Как ни старался Анатолий Карлович выбросить из памяти злополучный звонок, напряжение не отпускало.
Он не сказал о случившемся ни Суханову, ни Гречу. Журковскому казалось, что жаловаться и просить защиты по таким пустякам недостойно взрослого, самостоятельного мужчины, да и опасности как таковой что-то не наблюдалось. Скорее всего, звонок был просто глупой, злой шуткой, мелким хулиганством, ведь противников у Греча и, соответственно, у тех, кто его поддерживал, было предостаточно.

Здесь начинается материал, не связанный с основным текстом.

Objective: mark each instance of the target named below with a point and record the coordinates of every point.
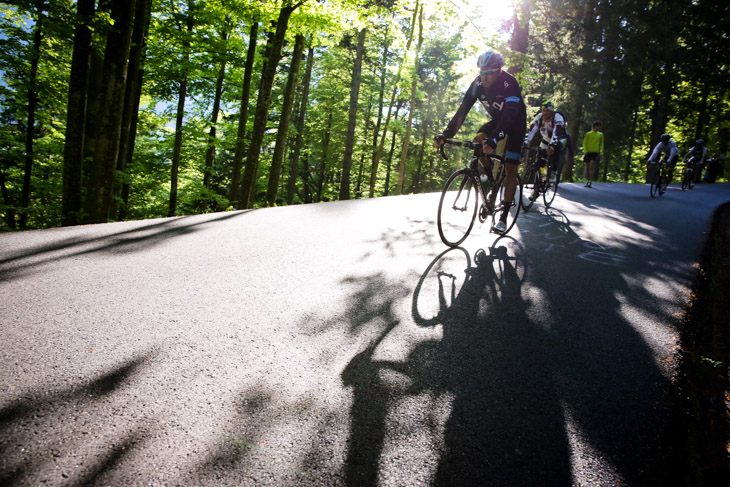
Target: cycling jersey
(504, 104)
(552, 131)
(670, 150)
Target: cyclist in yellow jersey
(593, 150)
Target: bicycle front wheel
(512, 206)
(551, 188)
(530, 188)
(655, 184)
(457, 208)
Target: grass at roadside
(703, 413)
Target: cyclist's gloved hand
(438, 141)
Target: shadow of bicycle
(480, 401)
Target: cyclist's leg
(482, 134)
(510, 150)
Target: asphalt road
(342, 344)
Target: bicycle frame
(487, 197)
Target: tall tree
(32, 105)
(379, 152)
(109, 119)
(273, 55)
(180, 115)
(352, 115)
(210, 152)
(301, 115)
(243, 113)
(132, 95)
(73, 152)
(286, 109)
(414, 93)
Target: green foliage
(594, 59)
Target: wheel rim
(530, 189)
(457, 208)
(550, 189)
(514, 205)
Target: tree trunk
(243, 114)
(631, 145)
(32, 105)
(294, 169)
(273, 53)
(73, 149)
(352, 116)
(131, 100)
(109, 119)
(286, 110)
(379, 153)
(411, 108)
(323, 162)
(182, 94)
(210, 152)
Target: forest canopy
(129, 109)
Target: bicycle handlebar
(475, 146)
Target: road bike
(464, 196)
(660, 181)
(539, 178)
(689, 175)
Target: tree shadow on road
(538, 377)
(60, 421)
(56, 244)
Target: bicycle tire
(531, 187)
(550, 189)
(515, 204)
(664, 182)
(455, 219)
(654, 188)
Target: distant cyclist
(697, 154)
(670, 150)
(500, 94)
(552, 128)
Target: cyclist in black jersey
(500, 94)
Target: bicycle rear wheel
(531, 187)
(550, 188)
(457, 208)
(512, 206)
(664, 182)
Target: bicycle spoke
(457, 208)
(531, 187)
(512, 206)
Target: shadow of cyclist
(495, 417)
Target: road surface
(343, 344)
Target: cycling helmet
(490, 60)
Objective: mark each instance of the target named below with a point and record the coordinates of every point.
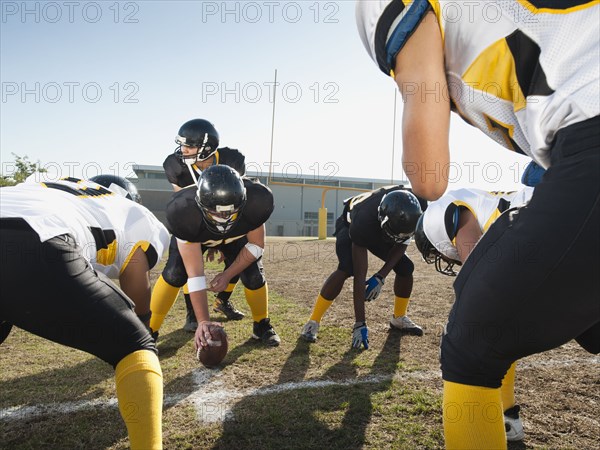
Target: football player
(381, 222)
(227, 213)
(447, 233)
(528, 78)
(198, 142)
(69, 236)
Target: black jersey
(179, 174)
(361, 216)
(185, 220)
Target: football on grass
(212, 355)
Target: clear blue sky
(92, 87)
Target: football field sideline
(213, 403)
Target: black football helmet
(398, 213)
(198, 133)
(119, 185)
(431, 255)
(221, 196)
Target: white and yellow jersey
(107, 226)
(440, 220)
(519, 70)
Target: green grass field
(298, 395)
(294, 396)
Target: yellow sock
(473, 417)
(320, 308)
(140, 390)
(258, 301)
(507, 390)
(163, 297)
(400, 306)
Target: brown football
(216, 351)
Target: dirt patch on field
(557, 390)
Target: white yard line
(213, 402)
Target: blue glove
(373, 287)
(360, 335)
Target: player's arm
(374, 284)
(468, 234)
(360, 264)
(134, 280)
(421, 78)
(250, 253)
(393, 259)
(191, 254)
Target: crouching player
(68, 237)
(224, 212)
(446, 235)
(381, 222)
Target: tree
(20, 171)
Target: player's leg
(403, 284)
(511, 292)
(71, 305)
(167, 286)
(257, 294)
(223, 303)
(333, 284)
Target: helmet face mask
(448, 269)
(398, 213)
(432, 255)
(119, 185)
(221, 196)
(199, 135)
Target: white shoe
(310, 330)
(513, 424)
(404, 324)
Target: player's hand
(373, 287)
(219, 283)
(205, 332)
(212, 253)
(360, 335)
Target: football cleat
(228, 308)
(513, 424)
(404, 324)
(264, 332)
(310, 330)
(360, 335)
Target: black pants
(532, 283)
(50, 290)
(343, 251)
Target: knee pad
(174, 272)
(405, 267)
(464, 361)
(253, 276)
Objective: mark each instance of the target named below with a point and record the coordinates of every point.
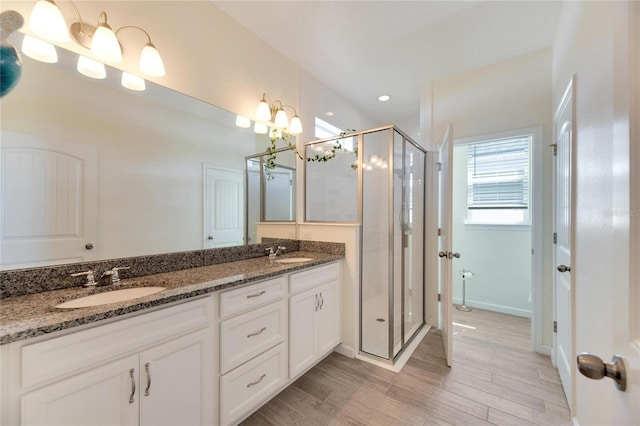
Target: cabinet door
(302, 334)
(176, 382)
(328, 317)
(106, 395)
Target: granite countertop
(23, 317)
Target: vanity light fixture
(275, 113)
(47, 22)
(39, 50)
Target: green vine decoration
(270, 161)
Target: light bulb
(47, 21)
(151, 62)
(260, 128)
(39, 50)
(281, 122)
(242, 121)
(295, 128)
(263, 112)
(105, 44)
(133, 82)
(91, 68)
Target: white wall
(511, 94)
(499, 257)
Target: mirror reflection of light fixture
(276, 114)
(47, 22)
(39, 50)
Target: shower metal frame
(391, 237)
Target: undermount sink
(293, 259)
(109, 297)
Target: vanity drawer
(311, 278)
(251, 296)
(244, 388)
(249, 334)
(73, 352)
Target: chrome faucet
(274, 254)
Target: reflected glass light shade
(39, 50)
(282, 122)
(260, 128)
(263, 112)
(105, 44)
(133, 82)
(47, 21)
(151, 62)
(242, 121)
(91, 68)
(295, 128)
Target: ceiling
(362, 49)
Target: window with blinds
(498, 181)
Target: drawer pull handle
(257, 381)
(249, 296)
(133, 386)
(146, 391)
(262, 330)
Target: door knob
(593, 367)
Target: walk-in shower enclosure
(376, 178)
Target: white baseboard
(496, 308)
(345, 350)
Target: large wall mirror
(91, 170)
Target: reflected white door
(48, 200)
(446, 241)
(564, 348)
(223, 207)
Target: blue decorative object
(10, 62)
(10, 68)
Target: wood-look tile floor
(495, 379)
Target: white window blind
(498, 174)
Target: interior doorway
(496, 221)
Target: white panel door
(446, 241)
(106, 395)
(223, 207)
(176, 382)
(564, 351)
(48, 202)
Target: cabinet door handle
(249, 296)
(257, 381)
(262, 330)
(133, 386)
(146, 368)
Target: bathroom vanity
(211, 348)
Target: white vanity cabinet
(314, 316)
(151, 369)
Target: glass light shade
(263, 113)
(281, 122)
(47, 21)
(260, 128)
(39, 50)
(91, 68)
(133, 82)
(242, 121)
(295, 128)
(105, 44)
(151, 62)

Второй звонок раздался ровно через неделю. Анатолий Карлович почему-то сразу понял, что сейчас услышит хриплый голос того самого типа. Хотя Журковскому звонили теперь постоянно — в его доме телефон никогда не был так загружен, как в последний месяц, — этот звонок Анатолий Карлович сразу выделил из всех остальных. Даже тембр пиканья у телефона, казалось, изменился.
— Ты не понял меня, профессор, — с сожалением сказал, опуская приветствие, тот же невидимый враг. — Не понял, значит. Придется объяснить по-другому. Раз ты русского языка не понимаешь, может, тебе на иврите напеть? Так мы ивриту не обучены, мы по-простому, по-русски… В общем, готовься, старая сволочь. Хотя…
— Пошел ты! — неожиданно для себя крикнул Анатолий Карлович. Школа Суханова давала себя знать. Журковский частенько наблюдал, как его работодатель мгновенно — словно в голове срабатывал невидимый переключатель переходил с вполне интеллигентного тона на едва ли не матерщину. — Пошел ты знаешь куда?!..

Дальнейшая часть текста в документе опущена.